Japanese composer Nobuo Uematsu made a name for himself by crafting gorgeously evocative orchestral pieces, all arranged through limited sound channels and MIDI sequencers, for the storied Final Fantasy franchise. As the series moved onto newer, more powerful hardware, Uematsu only grew more ambitious with his arrangements, though he mostly stuck to these digitized means. This format has done little to hinder his reputation, having been deemed the “John Williams of the video game world” by numerous critics and lauded as one of the most influential modern classical composers in his field.

Some soundtracks also exhibit numerous bizarrely inventive quirks of their own; Katamari Fortissimo Damacy, the soundtrack to the inherently Japanese Playstation 2 title Katamari Damacy, is one such soundtrack. Blending such disparate genres as Shibuya-kei, jazz, lounge and chiptune into one incredibly manic and colorful whole, Katamari Fortissimo Damacy transcends what video game soundtracks strive to be. Though not wholly made up of original works, another recent and varied example of this is the neon-drenched nightmare that is Hotline Miami 2: Wrong Number. Featuring a thrilling mix of percussive electro-house synths and atmospheric, Carpenter-esque ambiance, Wrong Number’s soundtrack stands out as one of the year’s most impressive albums.
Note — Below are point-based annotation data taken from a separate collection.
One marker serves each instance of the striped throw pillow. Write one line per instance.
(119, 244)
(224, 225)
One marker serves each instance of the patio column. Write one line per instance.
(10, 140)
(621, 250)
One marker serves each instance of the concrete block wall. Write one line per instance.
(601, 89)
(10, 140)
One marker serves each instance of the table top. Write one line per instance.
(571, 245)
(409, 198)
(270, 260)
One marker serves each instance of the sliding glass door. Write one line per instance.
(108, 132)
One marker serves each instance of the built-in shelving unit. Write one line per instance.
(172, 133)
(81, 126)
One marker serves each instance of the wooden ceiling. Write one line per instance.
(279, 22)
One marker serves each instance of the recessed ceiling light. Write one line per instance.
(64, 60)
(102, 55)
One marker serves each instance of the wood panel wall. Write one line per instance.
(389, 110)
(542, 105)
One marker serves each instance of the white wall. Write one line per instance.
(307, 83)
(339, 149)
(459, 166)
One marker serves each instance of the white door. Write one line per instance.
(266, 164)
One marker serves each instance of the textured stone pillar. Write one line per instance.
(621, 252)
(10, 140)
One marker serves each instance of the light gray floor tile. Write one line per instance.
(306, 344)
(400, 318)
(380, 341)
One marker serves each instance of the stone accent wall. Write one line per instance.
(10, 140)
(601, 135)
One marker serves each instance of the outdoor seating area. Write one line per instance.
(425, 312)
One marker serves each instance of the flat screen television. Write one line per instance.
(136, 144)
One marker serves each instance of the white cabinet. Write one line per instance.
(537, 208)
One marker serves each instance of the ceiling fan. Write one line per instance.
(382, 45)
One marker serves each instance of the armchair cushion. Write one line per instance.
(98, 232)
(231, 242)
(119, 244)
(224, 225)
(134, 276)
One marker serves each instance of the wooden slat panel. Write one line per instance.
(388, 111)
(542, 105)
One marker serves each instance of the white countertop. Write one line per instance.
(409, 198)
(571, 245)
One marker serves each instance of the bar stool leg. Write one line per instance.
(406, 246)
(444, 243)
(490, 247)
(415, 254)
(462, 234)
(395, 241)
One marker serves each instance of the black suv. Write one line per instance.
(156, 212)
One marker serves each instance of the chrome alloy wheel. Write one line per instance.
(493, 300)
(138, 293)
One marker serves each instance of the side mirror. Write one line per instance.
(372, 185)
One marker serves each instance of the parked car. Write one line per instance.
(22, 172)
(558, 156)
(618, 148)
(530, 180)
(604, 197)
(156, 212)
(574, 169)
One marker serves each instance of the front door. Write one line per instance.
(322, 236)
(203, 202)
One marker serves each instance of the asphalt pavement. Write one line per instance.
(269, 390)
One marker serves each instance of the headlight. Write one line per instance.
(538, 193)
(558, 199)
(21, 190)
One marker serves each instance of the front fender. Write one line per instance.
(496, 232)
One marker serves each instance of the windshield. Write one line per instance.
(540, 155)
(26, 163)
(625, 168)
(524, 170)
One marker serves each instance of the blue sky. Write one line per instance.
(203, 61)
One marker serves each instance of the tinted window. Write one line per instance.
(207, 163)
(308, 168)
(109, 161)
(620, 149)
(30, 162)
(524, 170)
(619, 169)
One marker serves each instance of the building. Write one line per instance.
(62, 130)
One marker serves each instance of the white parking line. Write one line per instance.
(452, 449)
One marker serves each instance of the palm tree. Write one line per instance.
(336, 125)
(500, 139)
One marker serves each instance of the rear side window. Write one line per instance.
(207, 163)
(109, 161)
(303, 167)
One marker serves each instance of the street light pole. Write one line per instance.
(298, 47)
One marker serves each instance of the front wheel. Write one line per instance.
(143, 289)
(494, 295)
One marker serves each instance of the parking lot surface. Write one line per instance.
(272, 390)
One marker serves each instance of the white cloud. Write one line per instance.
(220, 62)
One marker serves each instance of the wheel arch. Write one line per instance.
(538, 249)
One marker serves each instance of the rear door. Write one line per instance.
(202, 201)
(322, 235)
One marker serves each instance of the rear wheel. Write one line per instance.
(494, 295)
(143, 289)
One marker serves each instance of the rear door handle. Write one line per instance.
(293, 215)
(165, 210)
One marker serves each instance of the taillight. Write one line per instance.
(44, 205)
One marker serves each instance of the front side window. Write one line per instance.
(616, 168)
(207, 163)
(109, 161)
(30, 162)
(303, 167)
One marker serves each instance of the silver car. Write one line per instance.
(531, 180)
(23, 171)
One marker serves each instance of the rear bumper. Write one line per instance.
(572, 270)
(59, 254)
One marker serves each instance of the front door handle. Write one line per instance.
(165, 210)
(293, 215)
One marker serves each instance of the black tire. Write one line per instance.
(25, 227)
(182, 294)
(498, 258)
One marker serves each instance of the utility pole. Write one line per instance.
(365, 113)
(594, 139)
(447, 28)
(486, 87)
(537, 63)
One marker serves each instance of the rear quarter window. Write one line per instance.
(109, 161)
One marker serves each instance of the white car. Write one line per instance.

Though video games have long been the butt end of geek culture stereotypes and jokes, their influence on surrounding media is undeniable. Whether a wholly original collection of songs or a finely curated set of licensed pieces, video game soundtracks should not be ignored simply by virtue of being part of an interactive product. You don’t need to be good at video games to appreciate great music.